Deswegen ist die Forderung einer Bürgerbeteiligung an der Wissenschaft einigermaßen irritierend für den Wissenschaftler, wenn nicht weltfremd. Welche Bürger sollen beteiligt sein- die guten (von der Postwachstumsfraktion) oder auch die bösen (die Neoliberalen)? Oder sollen in Zukunft die Nichtregierungsorganisation attac und Pegida (ebenfalls eine Bürgerbewegung, nur zur Erinnerung) paritätisch Einfluss darauf nehmen, was an den Universitäten geforscht wird oder wer berufen wird? Das würde vermutlich darauf hinauslaufen, dass Liberale und Ausländer an deutschen Universitäten keine Chancen mehr hätten. Die berufsqualifizierenden Schriften würden wahrscheinlich daraufhin überprüft werden, ob sie dem Dogma der jeweiligen Bürgerbewegung entsprächen. Das hatten wir doch schon mal! Stillstand in der deutschen Wissenschaft und ihre Drittklassigkeit wären vermutlich die Folge.

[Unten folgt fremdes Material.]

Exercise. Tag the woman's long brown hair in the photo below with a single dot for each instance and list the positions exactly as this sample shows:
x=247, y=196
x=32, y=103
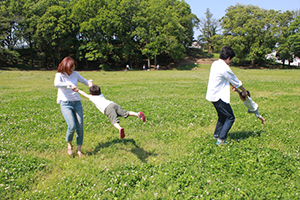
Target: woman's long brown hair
x=66, y=64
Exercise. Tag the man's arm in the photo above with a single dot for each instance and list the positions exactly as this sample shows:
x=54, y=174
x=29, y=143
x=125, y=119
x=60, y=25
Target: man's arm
x=244, y=92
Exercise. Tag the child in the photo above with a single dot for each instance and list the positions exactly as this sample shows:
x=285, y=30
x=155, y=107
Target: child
x=249, y=103
x=109, y=108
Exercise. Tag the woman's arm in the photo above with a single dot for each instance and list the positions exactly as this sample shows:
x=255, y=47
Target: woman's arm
x=75, y=89
x=59, y=83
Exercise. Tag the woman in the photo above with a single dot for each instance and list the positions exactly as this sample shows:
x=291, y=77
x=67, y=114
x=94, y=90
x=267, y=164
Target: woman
x=70, y=101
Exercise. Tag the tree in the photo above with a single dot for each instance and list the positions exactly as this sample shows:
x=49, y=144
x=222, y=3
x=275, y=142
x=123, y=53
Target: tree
x=164, y=27
x=54, y=34
x=283, y=44
x=8, y=31
x=249, y=30
x=209, y=28
x=294, y=37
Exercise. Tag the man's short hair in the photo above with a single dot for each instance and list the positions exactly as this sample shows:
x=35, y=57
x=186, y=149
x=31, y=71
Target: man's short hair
x=95, y=90
x=227, y=52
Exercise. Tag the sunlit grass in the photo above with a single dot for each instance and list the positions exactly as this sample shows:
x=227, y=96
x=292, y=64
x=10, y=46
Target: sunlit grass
x=171, y=156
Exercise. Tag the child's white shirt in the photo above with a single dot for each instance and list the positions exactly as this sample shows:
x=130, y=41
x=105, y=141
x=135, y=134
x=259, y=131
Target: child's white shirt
x=250, y=104
x=100, y=101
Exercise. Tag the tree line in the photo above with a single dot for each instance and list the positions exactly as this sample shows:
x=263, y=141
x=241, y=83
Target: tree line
x=110, y=33
x=102, y=31
x=253, y=33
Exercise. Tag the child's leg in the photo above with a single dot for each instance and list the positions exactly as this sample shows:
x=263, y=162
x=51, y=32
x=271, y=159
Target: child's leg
x=121, y=130
x=259, y=116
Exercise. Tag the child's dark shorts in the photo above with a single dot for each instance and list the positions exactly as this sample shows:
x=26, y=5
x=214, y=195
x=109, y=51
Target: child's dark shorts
x=113, y=111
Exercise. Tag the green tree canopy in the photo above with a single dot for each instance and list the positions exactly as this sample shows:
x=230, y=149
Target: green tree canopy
x=250, y=31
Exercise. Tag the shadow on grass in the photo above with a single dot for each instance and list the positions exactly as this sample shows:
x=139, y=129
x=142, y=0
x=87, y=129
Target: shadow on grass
x=240, y=135
x=138, y=151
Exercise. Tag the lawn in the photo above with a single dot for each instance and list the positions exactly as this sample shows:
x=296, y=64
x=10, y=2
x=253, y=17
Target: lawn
x=170, y=156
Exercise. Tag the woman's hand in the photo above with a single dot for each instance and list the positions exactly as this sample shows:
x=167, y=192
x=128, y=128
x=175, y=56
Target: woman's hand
x=74, y=88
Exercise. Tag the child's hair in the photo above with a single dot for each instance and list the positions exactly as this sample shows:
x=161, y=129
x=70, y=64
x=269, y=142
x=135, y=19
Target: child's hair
x=227, y=52
x=66, y=64
x=248, y=93
x=95, y=90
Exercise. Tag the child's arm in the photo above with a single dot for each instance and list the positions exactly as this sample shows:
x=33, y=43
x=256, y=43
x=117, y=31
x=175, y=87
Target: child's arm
x=75, y=89
x=238, y=91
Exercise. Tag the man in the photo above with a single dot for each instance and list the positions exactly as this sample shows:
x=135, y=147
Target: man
x=218, y=92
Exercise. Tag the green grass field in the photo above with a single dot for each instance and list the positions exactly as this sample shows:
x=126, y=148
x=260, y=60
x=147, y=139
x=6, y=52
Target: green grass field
x=171, y=156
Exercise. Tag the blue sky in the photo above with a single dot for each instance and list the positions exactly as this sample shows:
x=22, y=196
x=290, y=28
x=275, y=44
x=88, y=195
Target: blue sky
x=218, y=7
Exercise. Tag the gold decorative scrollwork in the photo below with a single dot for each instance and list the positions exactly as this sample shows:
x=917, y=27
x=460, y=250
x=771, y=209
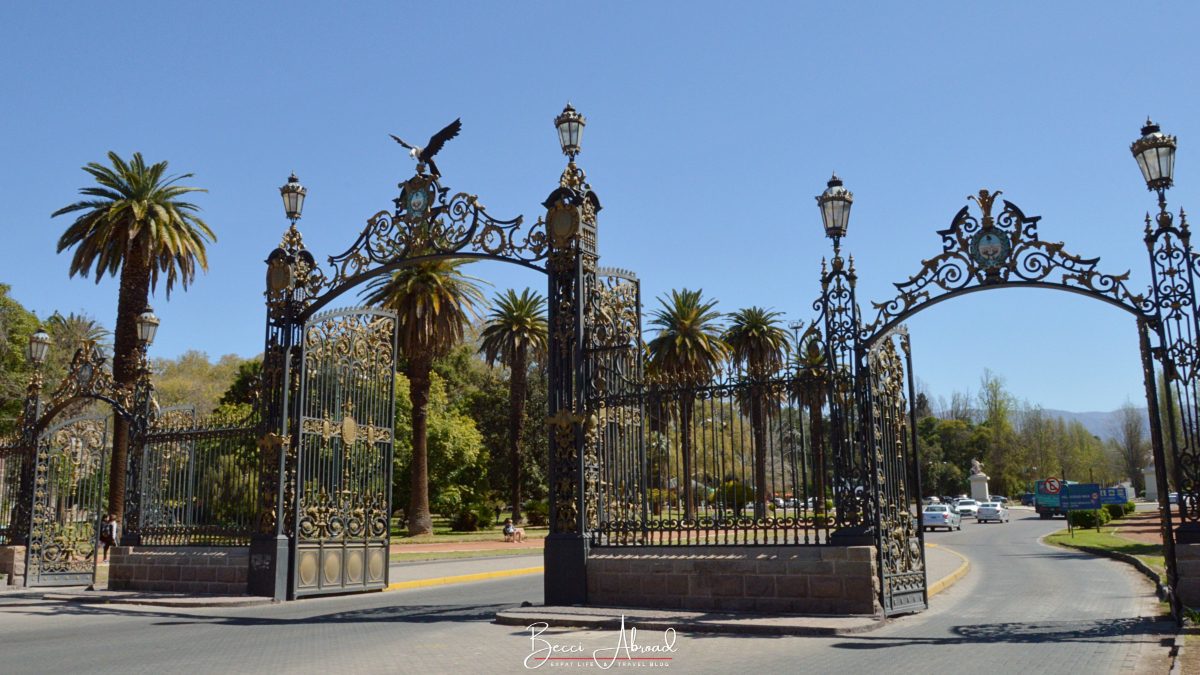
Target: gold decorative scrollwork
x=1001, y=250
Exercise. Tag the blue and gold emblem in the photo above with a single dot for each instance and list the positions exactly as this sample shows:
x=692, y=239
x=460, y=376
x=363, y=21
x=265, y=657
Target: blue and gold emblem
x=990, y=249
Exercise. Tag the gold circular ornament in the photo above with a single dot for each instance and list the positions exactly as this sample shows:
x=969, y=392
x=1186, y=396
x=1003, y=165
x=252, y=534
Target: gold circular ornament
x=349, y=430
x=563, y=222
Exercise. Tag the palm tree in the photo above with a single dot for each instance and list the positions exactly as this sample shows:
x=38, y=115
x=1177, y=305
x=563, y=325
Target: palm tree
x=515, y=332
x=435, y=302
x=759, y=342
x=687, y=352
x=811, y=392
x=133, y=221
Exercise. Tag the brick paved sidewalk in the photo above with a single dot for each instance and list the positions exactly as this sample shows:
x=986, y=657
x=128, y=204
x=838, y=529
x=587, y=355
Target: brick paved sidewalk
x=1143, y=526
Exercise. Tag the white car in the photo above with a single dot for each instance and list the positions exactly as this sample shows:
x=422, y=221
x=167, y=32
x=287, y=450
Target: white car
x=991, y=511
x=967, y=507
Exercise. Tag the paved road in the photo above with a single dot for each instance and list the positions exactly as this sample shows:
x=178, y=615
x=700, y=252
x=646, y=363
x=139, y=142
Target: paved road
x=1023, y=608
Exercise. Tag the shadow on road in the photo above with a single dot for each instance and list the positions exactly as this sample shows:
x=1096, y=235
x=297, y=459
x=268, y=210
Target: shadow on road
x=1036, y=632
x=397, y=614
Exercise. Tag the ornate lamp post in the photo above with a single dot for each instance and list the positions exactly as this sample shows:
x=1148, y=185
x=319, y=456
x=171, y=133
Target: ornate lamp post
x=570, y=131
x=571, y=230
x=834, y=204
x=293, y=197
x=1155, y=153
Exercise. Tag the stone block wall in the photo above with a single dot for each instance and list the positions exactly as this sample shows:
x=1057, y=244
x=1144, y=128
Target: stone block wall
x=12, y=565
x=180, y=569
x=768, y=579
x=1187, y=556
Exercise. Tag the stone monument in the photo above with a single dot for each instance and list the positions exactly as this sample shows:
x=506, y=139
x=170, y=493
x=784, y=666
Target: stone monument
x=978, y=482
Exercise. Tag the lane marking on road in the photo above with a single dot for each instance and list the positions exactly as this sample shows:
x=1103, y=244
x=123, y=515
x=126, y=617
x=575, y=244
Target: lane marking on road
x=463, y=578
x=953, y=577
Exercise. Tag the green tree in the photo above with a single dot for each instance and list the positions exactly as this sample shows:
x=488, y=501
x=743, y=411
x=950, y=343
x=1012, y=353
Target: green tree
x=435, y=302
x=515, y=332
x=757, y=341
x=133, y=221
x=16, y=326
x=687, y=352
x=454, y=443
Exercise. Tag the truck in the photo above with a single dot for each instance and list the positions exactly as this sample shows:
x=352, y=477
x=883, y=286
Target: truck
x=1048, y=503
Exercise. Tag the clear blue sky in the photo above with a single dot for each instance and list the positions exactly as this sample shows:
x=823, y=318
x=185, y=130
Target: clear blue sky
x=711, y=129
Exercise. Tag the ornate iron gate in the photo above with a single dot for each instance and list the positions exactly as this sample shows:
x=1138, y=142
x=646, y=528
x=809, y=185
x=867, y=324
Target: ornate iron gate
x=343, y=453
x=888, y=436
x=70, y=490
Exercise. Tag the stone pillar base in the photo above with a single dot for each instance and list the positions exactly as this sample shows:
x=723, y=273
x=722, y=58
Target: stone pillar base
x=1187, y=556
x=12, y=565
x=219, y=571
x=820, y=579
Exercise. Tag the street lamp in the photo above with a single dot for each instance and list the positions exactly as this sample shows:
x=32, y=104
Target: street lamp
x=834, y=204
x=148, y=326
x=293, y=198
x=39, y=347
x=1155, y=153
x=570, y=131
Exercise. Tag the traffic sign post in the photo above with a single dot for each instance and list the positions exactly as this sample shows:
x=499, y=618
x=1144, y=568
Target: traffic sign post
x=1080, y=496
x=1114, y=496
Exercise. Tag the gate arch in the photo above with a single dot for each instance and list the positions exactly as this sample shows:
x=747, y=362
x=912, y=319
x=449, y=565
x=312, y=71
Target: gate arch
x=429, y=222
x=981, y=254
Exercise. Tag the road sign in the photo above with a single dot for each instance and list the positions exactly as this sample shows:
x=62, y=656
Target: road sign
x=1081, y=496
x=1114, y=496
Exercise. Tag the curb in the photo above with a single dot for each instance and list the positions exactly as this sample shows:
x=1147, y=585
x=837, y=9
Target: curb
x=1145, y=569
x=179, y=602
x=953, y=577
x=733, y=625
x=463, y=578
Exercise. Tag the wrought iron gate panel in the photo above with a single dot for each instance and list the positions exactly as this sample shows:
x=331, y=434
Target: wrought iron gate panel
x=345, y=452
x=70, y=491
x=901, y=554
x=13, y=517
x=615, y=471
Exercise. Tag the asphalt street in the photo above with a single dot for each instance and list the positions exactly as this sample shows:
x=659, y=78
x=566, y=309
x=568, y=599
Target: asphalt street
x=1024, y=607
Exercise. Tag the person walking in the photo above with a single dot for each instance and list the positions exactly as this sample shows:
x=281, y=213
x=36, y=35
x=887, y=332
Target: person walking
x=108, y=532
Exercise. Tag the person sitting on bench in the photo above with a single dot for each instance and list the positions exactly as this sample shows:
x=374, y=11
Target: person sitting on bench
x=511, y=532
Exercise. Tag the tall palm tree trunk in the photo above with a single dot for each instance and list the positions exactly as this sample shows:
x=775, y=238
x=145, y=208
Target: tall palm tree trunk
x=419, y=519
x=689, y=499
x=516, y=423
x=759, y=424
x=816, y=432
x=135, y=288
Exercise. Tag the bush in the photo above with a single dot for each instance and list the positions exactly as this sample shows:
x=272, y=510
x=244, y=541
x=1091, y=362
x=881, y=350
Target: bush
x=538, y=513
x=1092, y=518
x=1115, y=511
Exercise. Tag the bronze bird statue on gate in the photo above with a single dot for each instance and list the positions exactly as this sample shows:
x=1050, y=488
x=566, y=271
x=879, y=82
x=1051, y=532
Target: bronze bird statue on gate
x=425, y=155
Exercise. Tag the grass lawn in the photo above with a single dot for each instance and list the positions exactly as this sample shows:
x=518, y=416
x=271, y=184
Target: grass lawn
x=443, y=535
x=451, y=555
x=1105, y=539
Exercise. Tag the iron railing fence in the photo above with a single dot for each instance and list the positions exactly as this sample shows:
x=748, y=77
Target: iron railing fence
x=12, y=465
x=199, y=482
x=732, y=461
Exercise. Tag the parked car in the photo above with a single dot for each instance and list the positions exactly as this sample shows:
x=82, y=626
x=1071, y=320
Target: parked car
x=967, y=507
x=941, y=515
x=991, y=511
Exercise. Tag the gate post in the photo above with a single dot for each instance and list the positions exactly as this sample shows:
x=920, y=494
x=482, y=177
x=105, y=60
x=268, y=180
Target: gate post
x=571, y=226
x=270, y=551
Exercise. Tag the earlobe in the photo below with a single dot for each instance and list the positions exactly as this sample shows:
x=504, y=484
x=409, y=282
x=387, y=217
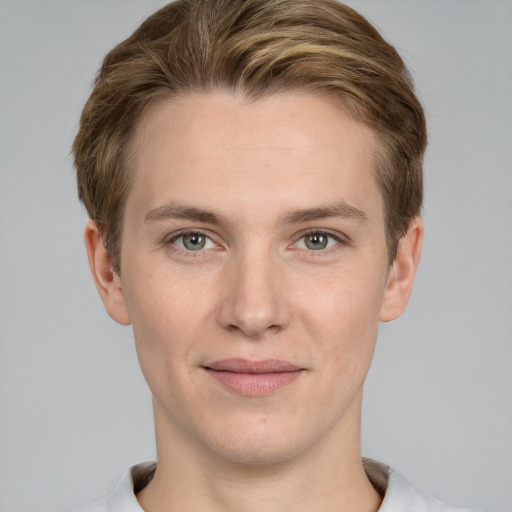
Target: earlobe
x=108, y=282
x=401, y=274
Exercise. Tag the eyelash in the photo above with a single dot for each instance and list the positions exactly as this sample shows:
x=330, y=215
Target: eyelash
x=171, y=241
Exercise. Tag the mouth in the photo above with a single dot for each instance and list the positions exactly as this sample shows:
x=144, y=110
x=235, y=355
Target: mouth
x=253, y=378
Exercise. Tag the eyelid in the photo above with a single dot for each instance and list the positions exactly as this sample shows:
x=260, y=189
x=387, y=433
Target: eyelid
x=340, y=239
x=171, y=238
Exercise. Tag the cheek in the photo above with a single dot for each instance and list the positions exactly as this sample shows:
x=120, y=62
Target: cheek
x=340, y=313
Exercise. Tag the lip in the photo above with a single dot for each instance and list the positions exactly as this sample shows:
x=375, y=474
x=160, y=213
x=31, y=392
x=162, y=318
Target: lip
x=253, y=378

Hinzu kommt noch, dass die Forderung nach einer Post-Wachstumsgesellschaft ein typisches Phänomen reicher Gesellschaften ist, „die schon alles haben“. Wachstum ist – empirisch betrachtet – auch eher ein von unten erfolgender Prozess; es sind Menschen mit Ambitionen, die Wachstumsprozesse auslösen. In Entwicklungsländern wird man vermutlich über den Begriff Post-Wachstum nur den Kopf schütteln. Die entscheidende Frage ist deshalb auch, wie der Wunsch vieler Menschen, der Armut zu entkommen, mit den ökologischen und klimatischen Notwendigkeiten in Einklang zu bringen ist. Ob ökonomische Anreize stärker wirken als der Wunsch nach einem neuen Bewusstsein, ist allein eine empirische Frage.

Vor diesem Hintergrund wirkt die Forderung nach gesellschaftlich relevanter und anschlussfähiger Forschung eher durchsichtig. Es sieht mehr danach aus, bestimmte Ergebnisse als gesellschaftlich erwünscht zu präjudizieren und alternative Ergebnisse auf diese Weise auszuschließen. Das hätte mit Wissenschaft dann aber nicht mehr viel zu tun.